A soldier killed in World War II while serving with a New York National Guard unit will be buried Friday at Arlington National Cemetery in Arlington, Va., a year after his remains were found on a Pacific island.

Pfc. Bernard Gavrin of Brooklyn, N.Y., was with the 105th Infantry Regiment, 27th Infantry Division, during combat on Saipan in the summer of 1944. He was reported missing in action July 7, according to a Defense Department release cited by Army Times. One year later, he was listed as dead along with 21 other soldiers from the regiment who had been missing.

His remains were considered “nonrecoverable” in 1948. But the remains of another soldier from the same outfit were discovered in September 2011 and later identified as belonging to Pvt. William Yawney of Freemansburg, Pa.
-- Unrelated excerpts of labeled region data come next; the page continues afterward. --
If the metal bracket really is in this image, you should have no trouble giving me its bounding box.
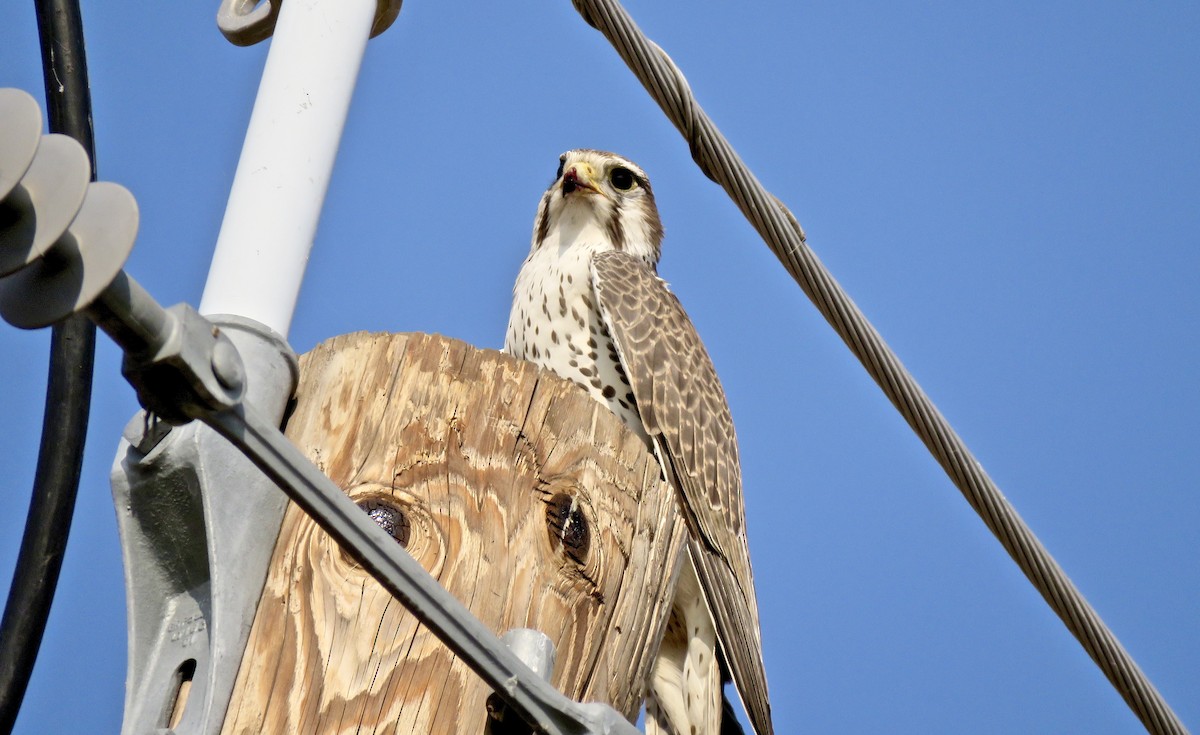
[0,85,637,735]
[112,317,299,735]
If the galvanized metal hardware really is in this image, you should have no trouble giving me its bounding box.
[217,0,403,46]
[0,84,637,735]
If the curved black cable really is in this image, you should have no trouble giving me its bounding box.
[0,0,96,735]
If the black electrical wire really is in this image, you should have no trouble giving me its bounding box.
[0,0,96,735]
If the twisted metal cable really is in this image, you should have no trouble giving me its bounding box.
[571,0,1188,735]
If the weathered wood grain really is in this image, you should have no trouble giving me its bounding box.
[222,333,685,735]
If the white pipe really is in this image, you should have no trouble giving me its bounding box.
[200,0,376,337]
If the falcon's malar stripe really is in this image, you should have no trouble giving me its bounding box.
[504,150,773,735]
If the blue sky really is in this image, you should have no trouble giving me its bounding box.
[0,0,1200,734]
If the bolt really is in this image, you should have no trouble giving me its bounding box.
[212,339,246,392]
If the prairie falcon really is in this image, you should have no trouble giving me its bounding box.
[504,149,773,735]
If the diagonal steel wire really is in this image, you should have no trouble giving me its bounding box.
[571,0,1188,735]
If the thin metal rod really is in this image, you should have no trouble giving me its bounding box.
[0,0,96,735]
[202,404,637,735]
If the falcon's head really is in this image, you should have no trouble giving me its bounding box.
[533,148,662,268]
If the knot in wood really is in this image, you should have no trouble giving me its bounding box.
[356,498,412,546]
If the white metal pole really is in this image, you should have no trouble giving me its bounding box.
[200,0,377,337]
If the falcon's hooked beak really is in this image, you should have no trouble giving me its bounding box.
[563,162,604,197]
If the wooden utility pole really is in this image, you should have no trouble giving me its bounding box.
[222,333,686,735]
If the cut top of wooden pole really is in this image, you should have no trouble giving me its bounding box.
[222,333,686,735]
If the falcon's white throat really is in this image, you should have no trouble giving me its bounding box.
[504,150,773,735]
[504,150,662,441]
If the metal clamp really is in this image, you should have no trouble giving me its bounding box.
[0,84,637,735]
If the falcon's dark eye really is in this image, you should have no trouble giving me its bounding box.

He was laid to rest in May at a church cemetery in Northampton, Pa.

A Japanese organization trying to find the bodies of Japanese soldiers worked near the same sight in September 2013 and found the remains and personal effects of several Americans buried in an unmarked grave.

The Joint POW/MIA Accounting Command and the Armed Forces DNA Identification Library identified Gavrin’s remains through “circumstantial and forensic identification tools,” including dental comparisons and DNA matching.

David Rogers, 82, a nephew, will attend the burial of Gavrin. He remembers when the telegram with the news of his uncle’s death was opened by Gavrin’s mother. “She let out a scream that lives with me to this day,” he said.